Creation of statehood Tatar people passed over short term in several stages. Initially, it was planned to create the Idel-Ural republic, then the Kazan Republic, the Tatar-Bashkir Republic. However, the most real step was the formation of the Tatar Autonomous Soviet Socialist Republic, which most fully reflected the requirements of the Bolshevik Party and partly met the requirements of the Tatar people. Her education was announced on June 25, 1920. The republic was created as a multinational state, part of the RSFSR. In 1920, 2851.9 thousand people lived on its territory, of which: Tatars - 49.5%, Russians - 41.2%, Chuvash - 5.9%, Mari - 0.8%. years TASSR became an industrial-agrarian republic. Collectivization was carried out. New industrial enterprises have been created, the illiteracy of the bulk of the population has been eliminated.

Over the years Soviet power industrial enterprises of mechanical engineering, chemical, oil, energy, light and Food Industry... A number of enterprises have been restored and reconstructed. In the first five-year plan (1929-1932), 22 large industrial enterprises were put into operation. The factories of typewriters, dental instruments, a chemical-pharmaceutical plant, the Kazan fur plant, the Volga plywood plant, a silicate brick plant, Kazan, Chistopol and Bugulma meat-packing plants, Kazan bakery, etc.

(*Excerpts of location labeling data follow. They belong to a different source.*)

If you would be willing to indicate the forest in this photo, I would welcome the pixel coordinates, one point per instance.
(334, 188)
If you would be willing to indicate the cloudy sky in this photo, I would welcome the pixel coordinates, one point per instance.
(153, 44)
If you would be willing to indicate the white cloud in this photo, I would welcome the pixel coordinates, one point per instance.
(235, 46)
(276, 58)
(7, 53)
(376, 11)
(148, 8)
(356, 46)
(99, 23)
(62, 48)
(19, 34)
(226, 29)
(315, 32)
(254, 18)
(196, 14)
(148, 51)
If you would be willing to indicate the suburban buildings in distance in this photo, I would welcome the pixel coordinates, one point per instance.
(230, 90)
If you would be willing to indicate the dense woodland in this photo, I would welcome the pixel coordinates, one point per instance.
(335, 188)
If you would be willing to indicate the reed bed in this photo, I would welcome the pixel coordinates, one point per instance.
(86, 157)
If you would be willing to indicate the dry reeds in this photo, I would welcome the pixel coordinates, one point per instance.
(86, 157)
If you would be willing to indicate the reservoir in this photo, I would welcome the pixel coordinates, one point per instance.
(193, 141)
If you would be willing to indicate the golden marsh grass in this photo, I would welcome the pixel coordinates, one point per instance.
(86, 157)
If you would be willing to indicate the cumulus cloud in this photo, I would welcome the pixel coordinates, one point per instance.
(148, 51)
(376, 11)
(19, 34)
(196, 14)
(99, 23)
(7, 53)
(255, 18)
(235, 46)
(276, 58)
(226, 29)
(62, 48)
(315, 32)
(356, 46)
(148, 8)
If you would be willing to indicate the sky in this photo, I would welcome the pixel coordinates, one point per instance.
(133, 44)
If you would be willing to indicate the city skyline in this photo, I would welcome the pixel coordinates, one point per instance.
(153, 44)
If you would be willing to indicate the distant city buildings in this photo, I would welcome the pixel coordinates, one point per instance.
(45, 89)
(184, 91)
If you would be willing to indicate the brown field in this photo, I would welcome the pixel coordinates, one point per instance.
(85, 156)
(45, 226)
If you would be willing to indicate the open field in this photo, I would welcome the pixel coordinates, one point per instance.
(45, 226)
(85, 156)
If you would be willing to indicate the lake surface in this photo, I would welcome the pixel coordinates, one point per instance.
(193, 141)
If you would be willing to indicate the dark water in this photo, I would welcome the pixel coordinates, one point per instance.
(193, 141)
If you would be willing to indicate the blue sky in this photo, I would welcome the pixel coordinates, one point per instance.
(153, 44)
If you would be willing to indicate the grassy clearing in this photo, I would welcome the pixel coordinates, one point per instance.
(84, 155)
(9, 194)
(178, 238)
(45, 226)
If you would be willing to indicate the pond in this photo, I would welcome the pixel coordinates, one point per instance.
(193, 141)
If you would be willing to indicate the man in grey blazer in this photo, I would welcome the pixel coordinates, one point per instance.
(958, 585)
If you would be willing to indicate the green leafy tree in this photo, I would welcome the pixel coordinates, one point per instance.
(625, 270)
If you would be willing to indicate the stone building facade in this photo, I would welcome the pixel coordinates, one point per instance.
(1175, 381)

In the second five-year plan (1933-1937), 24 large industrial enterprises were built and put into operation. Among them are TPP No. 1, Kirov Plant, Film Factory, Sleeper Impregnation Plant, Vasilievsky Forestry, Kazan Felting and Felting Plant, Kazan Garment Factory No. 4, Bakery No. 2 and No. 4, Confectionery Factory named. Mikoyan, a saddlery factory, etc. During the three and a half years of the third five-year plan (1938 - the first half of 1941), 12 large industrial enterprises were built. CHP # 2, artificial leather factories, photo-gelatinous, tire repair, brick plant K-14, Kazan disinfection equipment plant were put into operation. One of the first synthetic rubber factories in the country and an aircraft plant №124 named after V.I. Ordzhonikidze.

The head of the spiritual administration of Muslims of the European part of the USSR and Siberia, Riza Fakhrutdinov, in a letter addressed to the Chairman of the Supreme Soviet of the USSR M.I. Kalinin wrote in 1932 that out of 12 thousand mosques, 10 thousand were closed by the beginning of the 30s. The mufti asked the "All-Union headman" to assist in stopping such a campaign. However, the next wave of demolition of minarets, mosques, their closure, the transformation of mosques into clubs, schools, hostels took place at the end of the same 30s. A similar fate befell the churches. So, as of January 1944, only 2 churches functioned in Tatarstan - in Kazan and Menzelinsk. Of the 70 districts of the republic, 69 no longer had functioning churches.